Powers of attorney are important elements of almost every estate plan in the State of New York. With a properly drafted power of attorney you can give others the right to represent you and your interests, and make decisions for you, when you can no longer make them yourself.
When a person makes a power of attorney in Rochester New York, that person will have to select someone to act as an agent. If you are ever asked to serve as an agent, there are several issues you will have to understand. Choosing to be an agent is a decision you should never make lightly because it imposes specific legal responsibilities on you. If someone has asked you to serve as an agent, here are several issues you should understand.
Issue 1. You must understand the extent of your authority.
As an agent, you can only represent the person making the power of attorney, called the principal, to the extent authorized by the power of attorney document. Every power of attorney document is different, and will state in detail what you can and cannot do. Some powers of attorney are specific, while others are very broad. Even if you have known the principal for years and trust him or her completely, you will always want to make sure you know what the power of attorney says. As the agent, it is your responsibility to do what is in the principal’s best interests. Knowing the extent of your powers is essential if you hope to perform your duties properly.
Issue 2. Know what you have to do to resign.

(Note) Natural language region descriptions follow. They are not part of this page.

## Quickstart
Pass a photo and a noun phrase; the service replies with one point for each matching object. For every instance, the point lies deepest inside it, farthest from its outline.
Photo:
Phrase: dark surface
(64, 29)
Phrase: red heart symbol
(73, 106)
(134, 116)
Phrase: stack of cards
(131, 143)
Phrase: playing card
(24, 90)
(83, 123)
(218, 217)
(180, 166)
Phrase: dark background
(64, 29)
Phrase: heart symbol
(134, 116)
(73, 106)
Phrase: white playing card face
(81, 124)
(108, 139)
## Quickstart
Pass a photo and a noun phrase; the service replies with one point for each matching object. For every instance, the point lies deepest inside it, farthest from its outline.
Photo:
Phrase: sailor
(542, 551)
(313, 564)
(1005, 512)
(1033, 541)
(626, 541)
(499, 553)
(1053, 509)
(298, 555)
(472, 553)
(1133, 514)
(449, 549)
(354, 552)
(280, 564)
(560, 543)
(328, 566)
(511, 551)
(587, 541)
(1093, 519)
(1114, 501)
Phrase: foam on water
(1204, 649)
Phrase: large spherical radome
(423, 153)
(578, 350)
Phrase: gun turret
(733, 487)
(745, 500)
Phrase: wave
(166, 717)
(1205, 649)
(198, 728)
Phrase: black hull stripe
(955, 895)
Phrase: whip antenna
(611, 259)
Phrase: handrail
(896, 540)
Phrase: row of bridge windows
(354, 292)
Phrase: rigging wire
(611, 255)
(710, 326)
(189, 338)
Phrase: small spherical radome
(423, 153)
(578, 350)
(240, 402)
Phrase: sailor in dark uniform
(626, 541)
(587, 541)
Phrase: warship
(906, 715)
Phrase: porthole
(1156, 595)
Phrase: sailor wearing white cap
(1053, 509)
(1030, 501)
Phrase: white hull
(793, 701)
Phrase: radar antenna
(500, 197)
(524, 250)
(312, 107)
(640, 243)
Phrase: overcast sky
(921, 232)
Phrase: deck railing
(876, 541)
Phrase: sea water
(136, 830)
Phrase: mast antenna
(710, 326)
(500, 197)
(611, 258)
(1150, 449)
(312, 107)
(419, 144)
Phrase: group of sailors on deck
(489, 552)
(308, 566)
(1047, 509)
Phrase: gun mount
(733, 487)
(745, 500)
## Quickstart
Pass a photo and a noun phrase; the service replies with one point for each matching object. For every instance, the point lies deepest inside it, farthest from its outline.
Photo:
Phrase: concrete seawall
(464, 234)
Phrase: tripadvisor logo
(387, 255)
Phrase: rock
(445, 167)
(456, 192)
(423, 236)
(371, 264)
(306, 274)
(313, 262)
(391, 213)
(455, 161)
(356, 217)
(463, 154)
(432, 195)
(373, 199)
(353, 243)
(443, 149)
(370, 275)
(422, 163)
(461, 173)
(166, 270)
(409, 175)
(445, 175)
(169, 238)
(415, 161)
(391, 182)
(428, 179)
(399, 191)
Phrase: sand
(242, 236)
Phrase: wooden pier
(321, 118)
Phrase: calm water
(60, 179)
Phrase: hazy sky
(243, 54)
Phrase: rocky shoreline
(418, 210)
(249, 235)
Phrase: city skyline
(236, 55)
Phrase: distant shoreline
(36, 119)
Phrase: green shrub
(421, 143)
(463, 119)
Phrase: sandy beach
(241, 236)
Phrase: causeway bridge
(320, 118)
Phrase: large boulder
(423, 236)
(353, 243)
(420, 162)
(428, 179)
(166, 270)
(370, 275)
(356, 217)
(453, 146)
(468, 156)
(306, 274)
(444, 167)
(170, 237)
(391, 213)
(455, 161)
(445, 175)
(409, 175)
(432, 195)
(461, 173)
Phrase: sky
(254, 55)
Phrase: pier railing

Being an agent under a power of attorney is sometimes a difficult task. People who accept the position occasionally find out that they are unsuited to it. Others find that they do not have enough time to properly serve the principal’s interests.
If you decide that you must resign your authority as agent under power of attorney, you must do so in a way that does not harm the principal. Most power of attorney documents state what an agent must do if he or she chooses to resign. For example, the power of attorney will probably name a successor or replacement agent who will take your position if you can no longer serve. The document will typically require you to notify the replacement agent, and the principal, of your resignation.
Issue 3. Understand the compensation.
Some, but not all, powers of attorney allow agents to receive compensation for their efforts. You should always keep a diary or log of the work you perform as an agent whether or not you are being compensated. If the power of attorney document calls for compensation, you should be clear about what you need to do to receive payment and cover any costs or expenses associated with the fulfillment of your duties.